We recycle the detritus of demented gift-giving, tend the wounds inflicted by razor-sharp edges of plastic packaging as best we can, and wonder again what it was all about.
Different cultures have all sorts of ways of doing the Christmas thing, but for whatever wonky reasons, December 25 consolidates as an increasingly common international day of formalised goodwill — much as the English language has become an unlikely international lingua franca.
But I liked the reason someone used recently in trying to explain the mix of myth, madness and magic that we call Christmas. It went something like ... "We need an excuse to be nice to one another, at least for a little while."
We've even developed a specialised vocabulary to help get the magic of Christmas over the line. Take the word "merry" — apart from yuletide, seldom used these days except when talking about someone a bit far gone on the turps.
Or take the word "magic" itself, derived from the same source denoting a particular clique of sages known in biblical times as magi. Ancient Babylonians, it seems, were dab hands at not only astronomy but a spot of prestidigitation, too.
However, the Christian culture has added a bit of zizz as all good storytellers do.
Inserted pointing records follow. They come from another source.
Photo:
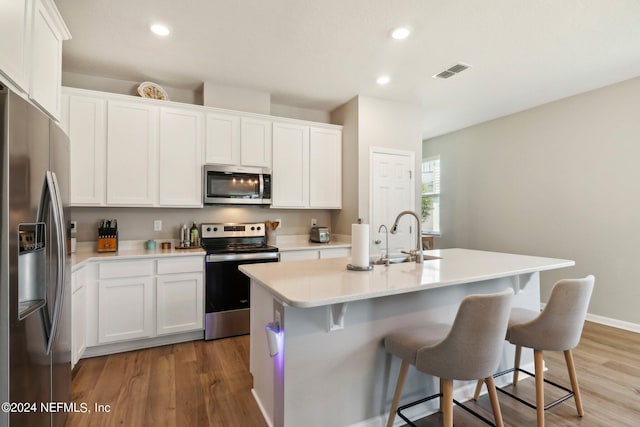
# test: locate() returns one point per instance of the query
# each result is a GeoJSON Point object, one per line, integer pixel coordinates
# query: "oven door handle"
{"type": "Point", "coordinates": [267, 256]}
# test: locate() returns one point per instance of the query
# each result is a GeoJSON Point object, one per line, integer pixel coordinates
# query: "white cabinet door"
{"type": "Point", "coordinates": [85, 119]}
{"type": "Point", "coordinates": [325, 168]}
{"type": "Point", "coordinates": [47, 34]}
{"type": "Point", "coordinates": [132, 135]}
{"type": "Point", "coordinates": [180, 303]}
{"type": "Point", "coordinates": [125, 309]}
{"type": "Point", "coordinates": [256, 142]}
{"type": "Point", "coordinates": [290, 166]}
{"type": "Point", "coordinates": [14, 17]}
{"type": "Point", "coordinates": [180, 167]}
{"type": "Point", "coordinates": [223, 139]}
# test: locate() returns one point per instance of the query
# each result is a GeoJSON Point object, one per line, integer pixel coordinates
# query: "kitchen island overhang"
{"type": "Point", "coordinates": [331, 368]}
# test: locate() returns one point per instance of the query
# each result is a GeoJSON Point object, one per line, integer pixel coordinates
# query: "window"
{"type": "Point", "coordinates": [431, 195]}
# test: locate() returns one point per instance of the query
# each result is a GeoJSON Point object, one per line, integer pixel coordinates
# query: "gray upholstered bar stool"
{"type": "Point", "coordinates": [557, 328]}
{"type": "Point", "coordinates": [469, 349]}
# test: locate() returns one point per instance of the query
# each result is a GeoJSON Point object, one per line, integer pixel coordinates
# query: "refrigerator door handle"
{"type": "Point", "coordinates": [51, 196]}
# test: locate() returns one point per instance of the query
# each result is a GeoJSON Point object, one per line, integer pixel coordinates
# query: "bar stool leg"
{"type": "Point", "coordinates": [396, 396]}
{"type": "Point", "coordinates": [568, 357]}
{"type": "Point", "coordinates": [476, 394]}
{"type": "Point", "coordinates": [516, 364]}
{"type": "Point", "coordinates": [446, 402]}
{"type": "Point", "coordinates": [539, 371]}
{"type": "Point", "coordinates": [495, 405]}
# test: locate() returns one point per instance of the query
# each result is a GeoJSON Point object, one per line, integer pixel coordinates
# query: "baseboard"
{"type": "Point", "coordinates": [615, 323]}
{"type": "Point", "coordinates": [608, 321]}
{"type": "Point", "coordinates": [261, 407]}
{"type": "Point", "coordinates": [119, 347]}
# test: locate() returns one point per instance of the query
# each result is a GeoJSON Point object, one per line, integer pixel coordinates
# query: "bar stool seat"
{"type": "Point", "coordinates": [468, 349]}
{"type": "Point", "coordinates": [557, 328]}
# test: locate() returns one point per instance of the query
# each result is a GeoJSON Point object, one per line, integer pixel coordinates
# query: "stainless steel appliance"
{"type": "Point", "coordinates": [236, 185]}
{"type": "Point", "coordinates": [319, 234]}
{"type": "Point", "coordinates": [35, 328]}
{"type": "Point", "coordinates": [227, 289]}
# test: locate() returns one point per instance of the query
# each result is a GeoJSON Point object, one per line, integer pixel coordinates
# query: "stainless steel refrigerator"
{"type": "Point", "coordinates": [35, 335]}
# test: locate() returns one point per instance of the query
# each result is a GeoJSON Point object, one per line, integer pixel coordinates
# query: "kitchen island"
{"type": "Point", "coordinates": [331, 367]}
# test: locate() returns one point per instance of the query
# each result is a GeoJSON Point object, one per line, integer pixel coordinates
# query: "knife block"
{"type": "Point", "coordinates": [107, 239]}
{"type": "Point", "coordinates": [107, 244]}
The Bible nowhere actually mentions just how many Magi followed the star to the manger in Bethlehem (incidentally, many sources from the general region reported the presence for several months of a conspicuous new star — the prolonged death flash of a verifiable supernova explosion at that particular time).
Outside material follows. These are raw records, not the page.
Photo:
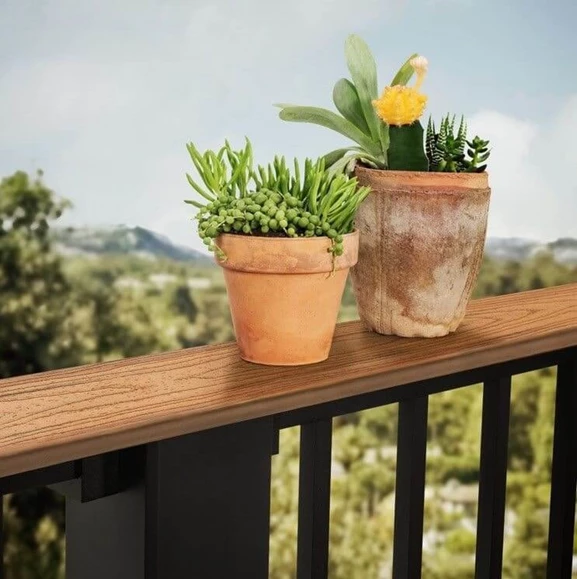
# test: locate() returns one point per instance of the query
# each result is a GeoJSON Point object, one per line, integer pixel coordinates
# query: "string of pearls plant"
{"type": "Point", "coordinates": [271, 200]}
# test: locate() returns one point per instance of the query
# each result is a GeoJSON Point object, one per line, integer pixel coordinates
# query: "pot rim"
{"type": "Point", "coordinates": [441, 174]}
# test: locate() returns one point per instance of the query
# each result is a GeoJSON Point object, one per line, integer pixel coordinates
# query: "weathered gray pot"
{"type": "Point", "coordinates": [421, 244]}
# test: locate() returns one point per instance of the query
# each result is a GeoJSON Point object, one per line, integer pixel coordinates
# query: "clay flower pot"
{"type": "Point", "coordinates": [422, 236]}
{"type": "Point", "coordinates": [283, 299]}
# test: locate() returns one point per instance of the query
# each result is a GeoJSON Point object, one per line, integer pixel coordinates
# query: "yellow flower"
{"type": "Point", "coordinates": [403, 105]}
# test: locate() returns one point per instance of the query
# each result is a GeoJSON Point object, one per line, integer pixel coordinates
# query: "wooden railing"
{"type": "Point", "coordinates": [165, 460]}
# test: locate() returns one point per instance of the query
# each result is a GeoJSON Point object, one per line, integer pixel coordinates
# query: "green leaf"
{"type": "Point", "coordinates": [330, 120]}
{"type": "Point", "coordinates": [363, 69]}
{"type": "Point", "coordinates": [347, 101]}
{"type": "Point", "coordinates": [405, 72]}
{"type": "Point", "coordinates": [406, 152]}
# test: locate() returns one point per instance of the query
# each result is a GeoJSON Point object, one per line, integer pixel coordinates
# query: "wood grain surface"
{"type": "Point", "coordinates": [67, 414]}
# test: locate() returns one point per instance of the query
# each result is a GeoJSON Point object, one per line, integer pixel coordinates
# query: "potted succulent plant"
{"type": "Point", "coordinates": [423, 227]}
{"type": "Point", "coordinates": [286, 241]}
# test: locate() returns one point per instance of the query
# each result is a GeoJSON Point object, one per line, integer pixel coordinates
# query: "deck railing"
{"type": "Point", "coordinates": [165, 460]}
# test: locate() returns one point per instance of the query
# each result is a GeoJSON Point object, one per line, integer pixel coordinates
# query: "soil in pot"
{"type": "Point", "coordinates": [422, 236]}
{"type": "Point", "coordinates": [284, 295]}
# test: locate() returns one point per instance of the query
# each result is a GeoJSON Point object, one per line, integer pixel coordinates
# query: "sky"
{"type": "Point", "coordinates": [104, 95]}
But the story has decided, for convenience's sake, that there were just three wise men — convenient, because this provides a tidy match-up with the number of gifts the delegation was purportedly packing: the iconic gold, myrrh and frankincense.
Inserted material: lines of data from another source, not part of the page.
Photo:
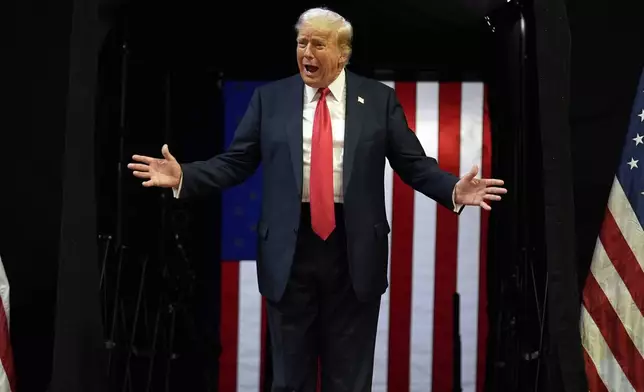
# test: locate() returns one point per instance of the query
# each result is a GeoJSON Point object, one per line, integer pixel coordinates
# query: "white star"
{"type": "Point", "coordinates": [633, 163]}
{"type": "Point", "coordinates": [638, 139]}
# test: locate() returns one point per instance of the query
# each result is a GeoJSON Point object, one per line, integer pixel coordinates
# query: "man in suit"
{"type": "Point", "coordinates": [322, 137]}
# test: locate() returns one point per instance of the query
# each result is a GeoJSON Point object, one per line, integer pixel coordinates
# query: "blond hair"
{"type": "Point", "coordinates": [332, 21]}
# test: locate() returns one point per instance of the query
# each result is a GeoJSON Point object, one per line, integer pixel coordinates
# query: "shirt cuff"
{"type": "Point", "coordinates": [457, 207]}
{"type": "Point", "coordinates": [176, 191]}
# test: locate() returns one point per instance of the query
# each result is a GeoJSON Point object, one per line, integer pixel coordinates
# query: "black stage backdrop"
{"type": "Point", "coordinates": [586, 81]}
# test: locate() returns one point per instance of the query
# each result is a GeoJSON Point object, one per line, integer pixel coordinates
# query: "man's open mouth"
{"type": "Point", "coordinates": [311, 69]}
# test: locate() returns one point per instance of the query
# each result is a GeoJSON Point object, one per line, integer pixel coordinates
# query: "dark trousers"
{"type": "Point", "coordinates": [320, 320]}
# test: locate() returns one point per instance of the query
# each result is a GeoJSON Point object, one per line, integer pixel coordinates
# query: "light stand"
{"type": "Point", "coordinates": [517, 268]}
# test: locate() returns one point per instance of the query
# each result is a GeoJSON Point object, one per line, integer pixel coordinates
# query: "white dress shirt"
{"type": "Point", "coordinates": [336, 102]}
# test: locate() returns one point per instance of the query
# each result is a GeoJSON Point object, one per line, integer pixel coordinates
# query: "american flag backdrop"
{"type": "Point", "coordinates": [7, 370]}
{"type": "Point", "coordinates": [612, 321]}
{"type": "Point", "coordinates": [433, 253]}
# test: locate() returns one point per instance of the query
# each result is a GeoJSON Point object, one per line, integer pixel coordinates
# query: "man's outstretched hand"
{"type": "Point", "coordinates": [164, 173]}
{"type": "Point", "coordinates": [472, 191]}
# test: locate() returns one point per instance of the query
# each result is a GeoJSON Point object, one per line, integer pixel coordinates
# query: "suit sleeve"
{"type": "Point", "coordinates": [232, 167]}
{"type": "Point", "coordinates": [408, 159]}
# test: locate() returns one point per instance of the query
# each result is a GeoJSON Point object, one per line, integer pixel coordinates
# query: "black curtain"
{"type": "Point", "coordinates": [48, 240]}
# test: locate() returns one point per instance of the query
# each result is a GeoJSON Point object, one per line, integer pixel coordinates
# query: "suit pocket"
{"type": "Point", "coordinates": [262, 231]}
{"type": "Point", "coordinates": [382, 229]}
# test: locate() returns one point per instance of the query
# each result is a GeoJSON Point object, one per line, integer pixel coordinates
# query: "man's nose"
{"type": "Point", "coordinates": [308, 52]}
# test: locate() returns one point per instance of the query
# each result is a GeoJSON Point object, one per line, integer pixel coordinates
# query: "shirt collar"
{"type": "Point", "coordinates": [336, 87]}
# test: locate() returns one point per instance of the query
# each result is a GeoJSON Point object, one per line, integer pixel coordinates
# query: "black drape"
{"type": "Point", "coordinates": [78, 350]}
{"type": "Point", "coordinates": [48, 240]}
{"type": "Point", "coordinates": [553, 45]}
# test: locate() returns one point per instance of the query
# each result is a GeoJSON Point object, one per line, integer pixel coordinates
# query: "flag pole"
{"type": "Point", "coordinates": [456, 383]}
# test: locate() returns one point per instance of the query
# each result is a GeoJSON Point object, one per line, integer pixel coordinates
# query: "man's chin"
{"type": "Point", "coordinates": [310, 80]}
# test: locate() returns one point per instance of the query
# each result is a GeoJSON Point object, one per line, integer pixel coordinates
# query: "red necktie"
{"type": "Point", "coordinates": [321, 178]}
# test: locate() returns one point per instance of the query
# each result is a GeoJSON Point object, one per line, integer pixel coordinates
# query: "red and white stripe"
{"type": "Point", "coordinates": [7, 371]}
{"type": "Point", "coordinates": [433, 253]}
{"type": "Point", "coordinates": [612, 321]}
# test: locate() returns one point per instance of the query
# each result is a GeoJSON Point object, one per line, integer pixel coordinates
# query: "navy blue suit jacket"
{"type": "Point", "coordinates": [270, 133]}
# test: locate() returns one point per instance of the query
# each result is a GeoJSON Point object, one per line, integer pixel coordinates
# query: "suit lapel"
{"type": "Point", "coordinates": [353, 126]}
{"type": "Point", "coordinates": [294, 104]}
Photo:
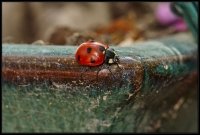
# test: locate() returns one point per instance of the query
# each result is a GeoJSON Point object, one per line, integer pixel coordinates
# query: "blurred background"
{"type": "Point", "coordinates": [71, 23]}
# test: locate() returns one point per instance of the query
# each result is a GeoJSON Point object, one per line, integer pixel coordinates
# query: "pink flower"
{"type": "Point", "coordinates": [166, 17]}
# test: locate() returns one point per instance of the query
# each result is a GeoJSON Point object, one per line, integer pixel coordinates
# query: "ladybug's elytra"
{"type": "Point", "coordinates": [93, 53]}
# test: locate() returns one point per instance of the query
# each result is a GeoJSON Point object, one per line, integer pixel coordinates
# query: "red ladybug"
{"type": "Point", "coordinates": [93, 53]}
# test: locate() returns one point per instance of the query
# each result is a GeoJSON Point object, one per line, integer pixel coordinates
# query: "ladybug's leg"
{"type": "Point", "coordinates": [105, 67]}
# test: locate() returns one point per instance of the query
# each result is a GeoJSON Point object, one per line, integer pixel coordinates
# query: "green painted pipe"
{"type": "Point", "coordinates": [144, 66]}
{"type": "Point", "coordinates": [189, 12]}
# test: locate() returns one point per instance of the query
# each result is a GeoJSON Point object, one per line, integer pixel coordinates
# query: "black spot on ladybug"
{"type": "Point", "coordinates": [89, 50]}
{"type": "Point", "coordinates": [101, 48]}
{"type": "Point", "coordinates": [92, 60]}
{"type": "Point", "coordinates": [78, 57]}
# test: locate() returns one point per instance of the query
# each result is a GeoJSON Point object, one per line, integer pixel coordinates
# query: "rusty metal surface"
{"type": "Point", "coordinates": [147, 66]}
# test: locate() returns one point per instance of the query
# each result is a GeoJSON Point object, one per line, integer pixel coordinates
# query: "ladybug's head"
{"type": "Point", "coordinates": [111, 57]}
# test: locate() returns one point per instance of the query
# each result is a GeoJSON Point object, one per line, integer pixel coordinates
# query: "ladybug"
{"type": "Point", "coordinates": [92, 53]}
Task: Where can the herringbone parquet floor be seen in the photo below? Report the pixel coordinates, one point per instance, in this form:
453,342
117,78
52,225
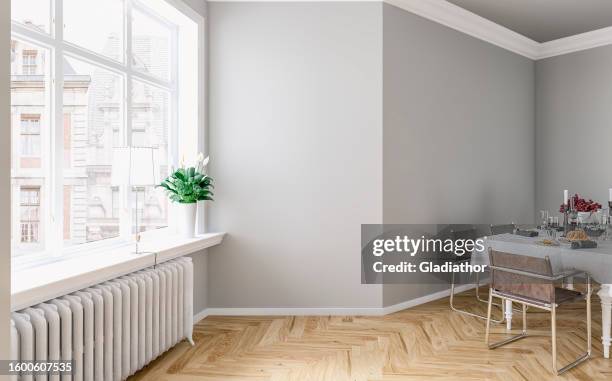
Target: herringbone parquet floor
428,342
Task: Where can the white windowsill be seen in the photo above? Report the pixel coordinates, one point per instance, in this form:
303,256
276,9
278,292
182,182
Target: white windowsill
37,284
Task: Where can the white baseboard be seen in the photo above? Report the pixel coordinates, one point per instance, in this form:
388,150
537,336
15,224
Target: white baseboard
425,299
328,311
But given the Bible has undergone several major translations from its original Aramaic, a few nuances — as well as miscellaneous facts and figures — may have also gone astray in the process.
For instance, the original Aramaic version may have designated the legendary camel jockeys not as "wise men" but as "wise guys" — a little semantical distinction that could easily have been smudged in translation and changed the whole tenor of the story.
It wasn't until the second century AD that someone decided that the emissaries were not only three in number, but kings to boot. And it took another four centuries for someone to remember their names ... apparently Caspar, Melchior and Balthasar.
However, the New Testament's Book of Matthew simply mentions an indeterminate number of wise men on a mission from "the east" to worship a newborn King of the Jews.
Equally possibly, then, the wise ones could have just been conventioneers off to a hi-tech expo in Bethlehem to sell franchises for the latest Babylonian Smart Astrolabe featuring new apps. What's more, the astrolabes in question could well have fallen off the back of a camel — the sort of deal tailor-made for a bunch of wise guys able to flog off shonky perfumes on the side.
Advance bookings were problematic back then. They took their chances vis-a-vis accommodation, but maybe ended up having to share a barn with a nice quiet couple and their new bubba, plus animals.
It was the couple's first-born, so to mark the happy occasion the conventioneers had a bit of a whip-around — a spot of gold, a phial of myrrh and a cone of frankincense were the result.
Not a bad little offering, but with what they were saving on hotel bills, you'd think they could have at least shouted the young fella an Xbox for His future edification.